Children and families minister Edward Timpson has questioned the investigation methods used by Coventry Local Safeguarding Children Board (LSCB) in its serious case review (SCR) into the death of four-year-old Daniel Pelka.

In a letter to Amy Weir, chair of Coventry LSCB, sent in response to the publication of the SCR today, Timpson said the review failed to give sufficient detail on why the failings among the various agencies that had contact with Daniel and his carers had occurred.

He wrote: “The report catalogues a number of basic practice failures – to share information, to keep accurate records, to use records appropriately, to carry out professional assessments adequately. The SCR suggests these failures could be related to the nature of ‘management support and advice’, ‘efficiency of systems and processes’, training, workload or ‘organisational context’. Its analysis, however, stops at this point.

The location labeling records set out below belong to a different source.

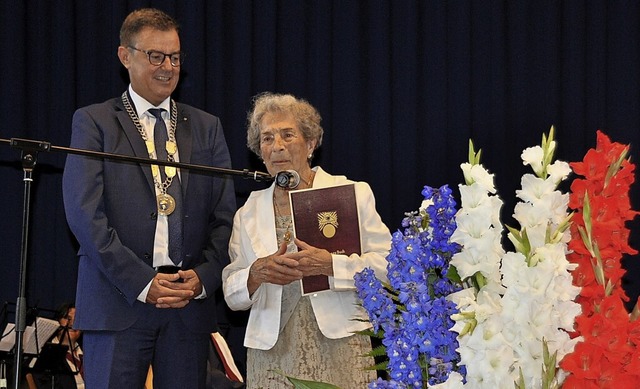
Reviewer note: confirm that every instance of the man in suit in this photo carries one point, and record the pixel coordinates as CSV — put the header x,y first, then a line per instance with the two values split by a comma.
x,y
153,240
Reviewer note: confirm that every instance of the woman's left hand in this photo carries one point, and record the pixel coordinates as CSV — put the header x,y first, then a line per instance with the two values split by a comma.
x,y
312,260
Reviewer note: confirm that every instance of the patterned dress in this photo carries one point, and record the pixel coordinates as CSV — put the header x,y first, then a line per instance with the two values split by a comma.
x,y
302,351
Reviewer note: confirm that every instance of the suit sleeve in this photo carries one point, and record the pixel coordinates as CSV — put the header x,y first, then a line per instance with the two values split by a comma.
x,y
87,200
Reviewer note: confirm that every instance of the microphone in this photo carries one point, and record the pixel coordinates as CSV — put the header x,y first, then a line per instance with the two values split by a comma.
x,y
287,179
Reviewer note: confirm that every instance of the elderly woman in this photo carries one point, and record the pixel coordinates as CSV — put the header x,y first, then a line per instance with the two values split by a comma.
x,y
305,336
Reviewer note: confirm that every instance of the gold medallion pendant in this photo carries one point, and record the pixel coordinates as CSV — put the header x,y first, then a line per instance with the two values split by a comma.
x,y
166,204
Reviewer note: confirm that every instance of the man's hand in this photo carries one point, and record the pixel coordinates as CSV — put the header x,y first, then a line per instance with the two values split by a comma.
x,y
167,291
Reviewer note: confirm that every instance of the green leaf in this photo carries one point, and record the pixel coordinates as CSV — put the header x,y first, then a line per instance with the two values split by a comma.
x,y
378,351
452,274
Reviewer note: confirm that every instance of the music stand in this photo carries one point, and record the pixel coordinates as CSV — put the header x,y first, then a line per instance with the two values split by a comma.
x,y
52,368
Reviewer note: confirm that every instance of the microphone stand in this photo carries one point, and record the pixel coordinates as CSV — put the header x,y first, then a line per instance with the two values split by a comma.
x,y
30,149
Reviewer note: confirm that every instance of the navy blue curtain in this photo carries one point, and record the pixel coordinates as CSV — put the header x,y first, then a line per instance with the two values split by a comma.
x,y
402,86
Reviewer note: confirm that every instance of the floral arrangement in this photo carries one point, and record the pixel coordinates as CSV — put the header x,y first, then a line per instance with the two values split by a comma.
x,y
411,312
460,311
607,355
547,314
515,318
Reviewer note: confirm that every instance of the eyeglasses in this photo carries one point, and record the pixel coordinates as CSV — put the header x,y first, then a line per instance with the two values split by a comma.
x,y
156,58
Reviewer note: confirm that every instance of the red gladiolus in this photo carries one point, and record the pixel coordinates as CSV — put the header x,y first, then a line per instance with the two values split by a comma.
x,y
608,356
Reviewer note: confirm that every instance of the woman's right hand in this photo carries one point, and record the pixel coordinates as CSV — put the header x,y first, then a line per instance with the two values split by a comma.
x,y
274,269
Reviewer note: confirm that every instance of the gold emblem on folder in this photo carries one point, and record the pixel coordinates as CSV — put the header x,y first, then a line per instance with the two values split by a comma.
x,y
328,223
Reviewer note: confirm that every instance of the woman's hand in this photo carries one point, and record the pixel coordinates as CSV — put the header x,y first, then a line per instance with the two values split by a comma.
x,y
274,269
312,260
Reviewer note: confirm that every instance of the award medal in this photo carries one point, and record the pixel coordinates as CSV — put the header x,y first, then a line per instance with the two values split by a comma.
x,y
166,203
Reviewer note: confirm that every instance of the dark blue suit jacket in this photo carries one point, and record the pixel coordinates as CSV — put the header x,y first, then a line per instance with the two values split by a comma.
x,y
111,209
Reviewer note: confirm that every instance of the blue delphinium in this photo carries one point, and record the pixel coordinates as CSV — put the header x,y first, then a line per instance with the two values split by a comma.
x,y
412,312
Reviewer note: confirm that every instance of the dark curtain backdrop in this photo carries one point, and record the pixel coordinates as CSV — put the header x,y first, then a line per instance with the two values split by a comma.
x,y
402,86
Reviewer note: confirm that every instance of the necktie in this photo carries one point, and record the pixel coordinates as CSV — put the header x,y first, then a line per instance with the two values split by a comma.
x,y
174,190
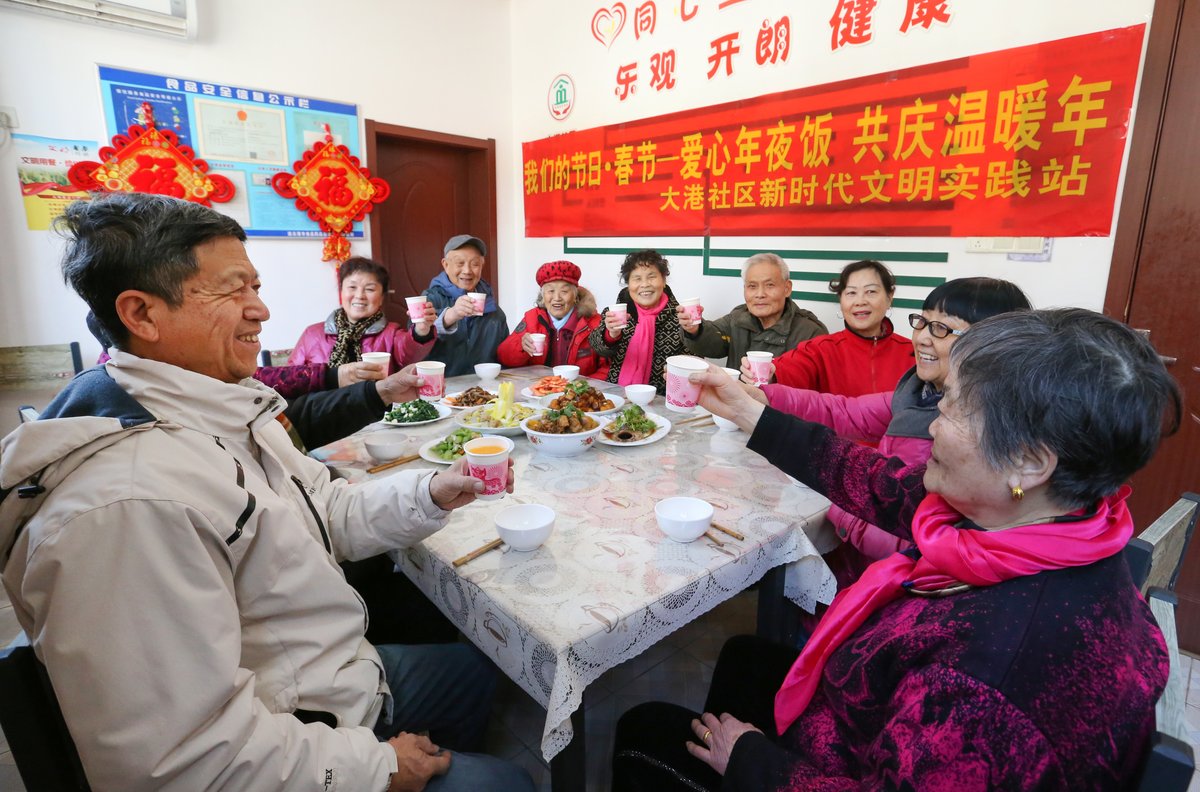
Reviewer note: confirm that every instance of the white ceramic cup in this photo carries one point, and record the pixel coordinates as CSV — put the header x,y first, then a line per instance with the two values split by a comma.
x,y
487,460
621,312
693,309
378,359
433,372
760,366
682,394
415,307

“Such an analysis is essential to ensure that local agencies in Coventry take the action necessary to address the root causes of the specific failures.”

Timpson has asked Weir to set out clearly by the end of the week how she proposes to “deepen the analysis begun in this SCR” and a timescale for doing this.

The minister suggests this should address why basic information was not recorded properly within and between agencies; why relevant information about Daniel was not shared between agencies; and why four separate assessments of Daniel by social care services failed to identify the risk he was at, and how that process was managed.

Timpson said that finding out this information is “critical” to improving child protection practice across the country.

“Until it is clearer why such basic practice failures occurred across agencies, it is difficult to believe that it will be possible to reassure the people of Coventry and the wider public that the necessary practice reforms have been made in response to Daniel’s tragic death,” he added.

Coventry LSCB used a combination of old and new investigative methods in Daniel’s SCR. Last month, CYP Now reported that Coventry LSCB was to align “fact-finding” methodology used in traditional SCR alongside the systems-approach model advocated by Professor Eileen Munro in her 2011 review of SCRs following the death of Baby Peter Connelly.

But the minister’s comments suggest the methods used by Coventry LSCB have focused too heavily on finding out the circumstances surrounding Daniel’s death with too little consideration given to establishing the reasons why professionals and agencies acted in the way they did. 

Ray Jones, professor of social work at Kingston University and an expert in SCRs, said the minister’s critique of the methods used by Coventry LSCB highlights the need for clearer good practice guidance on undertaking reviews.

He said: “This letter is the minister recognising that the current SCR may be not fit for purpose. He’s asked a lot of questions about ‘why’. Currently, too many SCRs analyse the ‘what’ and not the ‘why’ or how decisions are taken.

“The Department for Education needs to be thinking about revising guidance on SCRs.”